Nota a commento alla sentenza n. 1120 del 10 maggio 2018, Trib. Verona, dott.ssa Dal Martello.

 In una causa patrocinata da MF Law, il Tribunale di Verona, nella persona della dott.ssa Dal Martello, si è espresso sulla vexata questio della introduzione di un divieto di anatocismo bancario con la modifica all’art. 120 co. 2 TUB realizzata dalla Legge di Stabilità 2014. Rigettando la tesi attorea, che sosteneva il carattere self executing della nuova disciplina, il Tribunale di Verona ha escluso la diretta applicabilità della nuova formulazione dell’art. 120 TUB, essendo invece necessaria l’emanazione della delibera CICR per la definizione delle modalità e dei criteri per la determinazione degli interessi nelle operazioni bancarie.
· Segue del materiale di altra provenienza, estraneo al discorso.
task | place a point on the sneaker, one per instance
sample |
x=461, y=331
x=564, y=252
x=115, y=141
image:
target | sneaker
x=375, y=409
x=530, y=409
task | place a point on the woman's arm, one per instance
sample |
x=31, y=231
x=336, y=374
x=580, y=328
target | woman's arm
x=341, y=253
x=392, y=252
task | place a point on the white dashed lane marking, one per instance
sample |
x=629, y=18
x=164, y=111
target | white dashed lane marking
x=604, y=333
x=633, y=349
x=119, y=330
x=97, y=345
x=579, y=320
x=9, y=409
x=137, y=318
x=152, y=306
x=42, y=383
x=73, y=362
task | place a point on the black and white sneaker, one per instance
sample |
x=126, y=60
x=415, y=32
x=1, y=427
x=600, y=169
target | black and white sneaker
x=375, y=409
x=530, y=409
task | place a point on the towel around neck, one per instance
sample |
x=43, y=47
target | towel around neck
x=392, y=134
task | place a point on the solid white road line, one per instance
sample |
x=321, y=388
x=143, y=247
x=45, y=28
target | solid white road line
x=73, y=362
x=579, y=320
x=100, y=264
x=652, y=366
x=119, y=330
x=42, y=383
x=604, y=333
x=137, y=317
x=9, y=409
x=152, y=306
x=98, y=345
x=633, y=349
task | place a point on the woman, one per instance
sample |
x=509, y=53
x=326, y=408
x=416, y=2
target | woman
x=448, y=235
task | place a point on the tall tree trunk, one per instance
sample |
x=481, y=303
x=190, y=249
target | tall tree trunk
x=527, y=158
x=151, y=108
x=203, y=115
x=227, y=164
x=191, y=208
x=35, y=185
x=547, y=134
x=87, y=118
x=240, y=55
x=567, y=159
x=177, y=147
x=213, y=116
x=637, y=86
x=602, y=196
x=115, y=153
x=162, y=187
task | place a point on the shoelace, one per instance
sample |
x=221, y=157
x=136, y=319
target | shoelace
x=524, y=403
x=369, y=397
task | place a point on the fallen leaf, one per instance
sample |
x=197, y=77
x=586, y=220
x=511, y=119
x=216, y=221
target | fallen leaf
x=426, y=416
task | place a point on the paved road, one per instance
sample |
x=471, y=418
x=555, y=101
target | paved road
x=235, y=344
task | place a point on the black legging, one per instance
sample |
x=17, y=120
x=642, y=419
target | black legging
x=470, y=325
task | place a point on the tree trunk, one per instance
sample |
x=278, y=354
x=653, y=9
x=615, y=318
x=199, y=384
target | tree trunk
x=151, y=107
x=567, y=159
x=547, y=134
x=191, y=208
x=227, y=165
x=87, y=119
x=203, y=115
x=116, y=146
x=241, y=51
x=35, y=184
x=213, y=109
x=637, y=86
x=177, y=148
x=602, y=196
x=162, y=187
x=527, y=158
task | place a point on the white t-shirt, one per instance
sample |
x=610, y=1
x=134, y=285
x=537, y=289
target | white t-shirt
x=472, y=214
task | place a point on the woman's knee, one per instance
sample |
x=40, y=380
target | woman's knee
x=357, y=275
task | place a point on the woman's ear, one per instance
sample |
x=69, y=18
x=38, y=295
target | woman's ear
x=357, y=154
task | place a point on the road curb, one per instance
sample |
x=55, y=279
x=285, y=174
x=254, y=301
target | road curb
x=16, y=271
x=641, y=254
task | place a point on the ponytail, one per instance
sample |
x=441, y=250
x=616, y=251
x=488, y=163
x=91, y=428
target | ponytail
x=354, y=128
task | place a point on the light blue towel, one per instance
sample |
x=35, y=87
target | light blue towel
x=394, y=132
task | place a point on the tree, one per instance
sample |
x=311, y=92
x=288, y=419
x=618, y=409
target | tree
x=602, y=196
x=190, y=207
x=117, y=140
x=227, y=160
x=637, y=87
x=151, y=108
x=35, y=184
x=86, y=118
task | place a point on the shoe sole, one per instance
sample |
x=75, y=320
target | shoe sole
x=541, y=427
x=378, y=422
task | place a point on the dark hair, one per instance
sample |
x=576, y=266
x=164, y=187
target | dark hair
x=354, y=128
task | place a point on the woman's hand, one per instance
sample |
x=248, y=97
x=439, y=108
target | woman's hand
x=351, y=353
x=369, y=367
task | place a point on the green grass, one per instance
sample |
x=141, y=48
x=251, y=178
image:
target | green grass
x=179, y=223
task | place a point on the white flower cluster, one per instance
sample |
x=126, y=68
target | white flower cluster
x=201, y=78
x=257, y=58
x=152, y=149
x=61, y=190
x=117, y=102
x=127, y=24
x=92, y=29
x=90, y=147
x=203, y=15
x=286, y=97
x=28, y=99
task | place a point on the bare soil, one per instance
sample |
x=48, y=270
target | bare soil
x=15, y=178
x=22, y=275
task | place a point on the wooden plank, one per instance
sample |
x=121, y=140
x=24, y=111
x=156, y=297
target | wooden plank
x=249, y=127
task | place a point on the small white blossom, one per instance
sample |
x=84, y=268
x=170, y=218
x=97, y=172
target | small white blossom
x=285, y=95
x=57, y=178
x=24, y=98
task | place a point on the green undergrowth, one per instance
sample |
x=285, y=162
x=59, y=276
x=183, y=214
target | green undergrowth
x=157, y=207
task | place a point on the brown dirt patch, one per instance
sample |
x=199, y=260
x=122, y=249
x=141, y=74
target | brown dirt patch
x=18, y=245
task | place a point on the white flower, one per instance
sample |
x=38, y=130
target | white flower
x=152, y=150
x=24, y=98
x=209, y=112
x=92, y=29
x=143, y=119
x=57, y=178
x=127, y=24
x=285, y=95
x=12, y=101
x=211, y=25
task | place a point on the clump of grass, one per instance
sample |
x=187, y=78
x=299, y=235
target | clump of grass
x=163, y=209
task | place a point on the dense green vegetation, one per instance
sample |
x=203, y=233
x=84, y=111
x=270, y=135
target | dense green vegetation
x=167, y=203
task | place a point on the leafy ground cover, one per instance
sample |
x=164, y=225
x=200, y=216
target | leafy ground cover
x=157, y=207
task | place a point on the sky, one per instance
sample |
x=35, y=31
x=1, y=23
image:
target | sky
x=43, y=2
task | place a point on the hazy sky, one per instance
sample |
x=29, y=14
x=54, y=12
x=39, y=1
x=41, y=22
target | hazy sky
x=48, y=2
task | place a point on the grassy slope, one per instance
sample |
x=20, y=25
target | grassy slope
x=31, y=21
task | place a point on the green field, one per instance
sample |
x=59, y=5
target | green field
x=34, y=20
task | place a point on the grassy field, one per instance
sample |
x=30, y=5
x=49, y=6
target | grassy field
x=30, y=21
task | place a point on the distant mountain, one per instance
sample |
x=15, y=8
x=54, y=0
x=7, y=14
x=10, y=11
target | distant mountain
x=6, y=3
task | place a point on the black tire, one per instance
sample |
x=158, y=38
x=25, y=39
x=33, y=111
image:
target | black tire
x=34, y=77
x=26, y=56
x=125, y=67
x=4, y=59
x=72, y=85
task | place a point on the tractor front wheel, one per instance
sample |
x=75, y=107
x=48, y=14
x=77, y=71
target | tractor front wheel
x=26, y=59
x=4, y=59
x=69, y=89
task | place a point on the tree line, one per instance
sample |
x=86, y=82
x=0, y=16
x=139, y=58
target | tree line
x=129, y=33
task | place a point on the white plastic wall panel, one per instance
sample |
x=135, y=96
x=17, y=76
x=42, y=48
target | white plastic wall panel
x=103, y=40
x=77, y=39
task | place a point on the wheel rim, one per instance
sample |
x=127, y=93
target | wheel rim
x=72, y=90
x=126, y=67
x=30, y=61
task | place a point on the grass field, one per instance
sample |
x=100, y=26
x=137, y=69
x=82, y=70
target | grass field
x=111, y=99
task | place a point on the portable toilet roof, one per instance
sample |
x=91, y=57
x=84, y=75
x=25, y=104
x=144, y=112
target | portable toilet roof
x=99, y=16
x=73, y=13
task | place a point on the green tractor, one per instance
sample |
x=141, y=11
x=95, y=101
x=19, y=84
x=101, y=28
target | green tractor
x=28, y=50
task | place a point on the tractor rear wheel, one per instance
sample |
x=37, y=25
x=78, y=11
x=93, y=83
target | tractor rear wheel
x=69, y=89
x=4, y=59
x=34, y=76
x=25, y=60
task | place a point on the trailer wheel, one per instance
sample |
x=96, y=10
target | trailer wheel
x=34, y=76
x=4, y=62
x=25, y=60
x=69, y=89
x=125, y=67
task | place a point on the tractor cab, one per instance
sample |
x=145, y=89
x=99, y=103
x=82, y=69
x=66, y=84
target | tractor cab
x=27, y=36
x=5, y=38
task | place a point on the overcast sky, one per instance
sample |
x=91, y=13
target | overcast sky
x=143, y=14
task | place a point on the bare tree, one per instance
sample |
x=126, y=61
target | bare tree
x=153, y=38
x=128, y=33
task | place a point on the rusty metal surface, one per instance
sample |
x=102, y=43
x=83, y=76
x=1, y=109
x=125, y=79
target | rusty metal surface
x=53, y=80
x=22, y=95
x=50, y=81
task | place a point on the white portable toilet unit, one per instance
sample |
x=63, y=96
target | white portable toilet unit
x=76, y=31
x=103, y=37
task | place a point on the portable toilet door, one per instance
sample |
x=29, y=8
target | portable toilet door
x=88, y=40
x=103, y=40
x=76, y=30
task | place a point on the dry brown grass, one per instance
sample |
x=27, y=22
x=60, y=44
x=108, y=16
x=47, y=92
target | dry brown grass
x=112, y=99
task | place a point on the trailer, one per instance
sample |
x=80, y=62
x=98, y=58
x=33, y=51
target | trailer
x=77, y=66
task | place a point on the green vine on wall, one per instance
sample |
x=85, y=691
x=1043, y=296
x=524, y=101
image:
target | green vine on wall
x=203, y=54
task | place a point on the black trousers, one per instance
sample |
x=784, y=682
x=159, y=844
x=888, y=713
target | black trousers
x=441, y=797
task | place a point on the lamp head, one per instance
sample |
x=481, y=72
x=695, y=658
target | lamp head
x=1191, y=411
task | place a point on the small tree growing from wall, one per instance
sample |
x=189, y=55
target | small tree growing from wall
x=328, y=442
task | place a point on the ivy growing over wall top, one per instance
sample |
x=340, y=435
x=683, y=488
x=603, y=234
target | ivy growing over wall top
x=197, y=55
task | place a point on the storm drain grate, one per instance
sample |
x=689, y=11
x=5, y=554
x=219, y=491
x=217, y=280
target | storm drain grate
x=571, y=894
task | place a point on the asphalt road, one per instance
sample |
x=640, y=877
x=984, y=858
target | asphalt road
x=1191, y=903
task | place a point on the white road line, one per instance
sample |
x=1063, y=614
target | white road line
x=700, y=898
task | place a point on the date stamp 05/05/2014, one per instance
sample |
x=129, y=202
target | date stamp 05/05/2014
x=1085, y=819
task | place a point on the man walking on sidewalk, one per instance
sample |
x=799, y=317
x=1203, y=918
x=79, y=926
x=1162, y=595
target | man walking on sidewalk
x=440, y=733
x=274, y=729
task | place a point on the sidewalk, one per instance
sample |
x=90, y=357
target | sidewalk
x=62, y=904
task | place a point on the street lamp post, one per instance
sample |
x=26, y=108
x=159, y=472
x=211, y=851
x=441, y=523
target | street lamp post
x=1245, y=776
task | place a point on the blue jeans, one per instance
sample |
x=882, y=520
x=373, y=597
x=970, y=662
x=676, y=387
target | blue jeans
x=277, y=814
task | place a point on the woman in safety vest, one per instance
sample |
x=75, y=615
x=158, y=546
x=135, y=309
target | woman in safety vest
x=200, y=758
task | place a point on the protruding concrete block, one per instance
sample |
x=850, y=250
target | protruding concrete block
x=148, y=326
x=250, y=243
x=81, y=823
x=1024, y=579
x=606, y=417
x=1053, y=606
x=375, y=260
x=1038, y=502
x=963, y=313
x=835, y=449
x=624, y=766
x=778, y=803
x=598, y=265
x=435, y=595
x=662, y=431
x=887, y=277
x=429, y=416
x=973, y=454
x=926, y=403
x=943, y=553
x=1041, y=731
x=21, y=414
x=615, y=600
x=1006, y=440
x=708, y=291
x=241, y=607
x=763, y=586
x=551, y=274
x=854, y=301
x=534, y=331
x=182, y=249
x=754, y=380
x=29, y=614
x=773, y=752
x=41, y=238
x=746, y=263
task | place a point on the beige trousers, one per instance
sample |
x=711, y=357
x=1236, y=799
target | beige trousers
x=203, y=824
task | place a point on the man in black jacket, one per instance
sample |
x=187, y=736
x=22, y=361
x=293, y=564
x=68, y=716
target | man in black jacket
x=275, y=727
A tale soluzione il Tribunale  è pervenuto non solo sulla base della formulazione letterale della norma, ma anche valorizzando “esigenze di uniformità nelle modalità applicative da parte di tutti gli istituti di credito sia nel mercato interno, sia nel confronto con gli istituti di credito stranieri, tenuto conto che in ambito europeo è pacificamente ammessa la capitalizzazione degli interessi in ambito bancario”.

Il Tribunale ha inoltre rilevato che gli effetti dell’anatocismo non favoriscono solo le banche, “ma anche i clienti, qualora … sussistano interessi attivi”, per cui sostenere “l’immediata operatività del divieto di anatocismo, senza attendere la delibera CICR, significa di fatto rimettere ad ogni singolo istituto di credito, ossia ad uno solo dei contraenti, la tenuta ed il conteggio degli interessi, sia di quelli passivi, sia di quelli attivi”.
La pronuncia appare rilevante per le capitalizzazioni operate dal 1° gennaio 2014 sino all’entrata in vigore della modifica dell’art. 120 TUB realizzata dall’art. 17 del DL n. 18 del 2016, convertito il 6 aprile 2016 ed attuato con la Delibera CICR del 3 agosto 2016. Tale delibera, pur confermando il divieto di anatocismo, in relazione ai rapporti bancari indicati all’art. 4, ha previsto la possibilità che il cliente autorizzi preventivamente l’addebito in conto degli interessi liquidati annualmente ed esigibili dal 1° di marzo dell’anno successivo; in tal caso gli interessi costituiscono sorte capitale.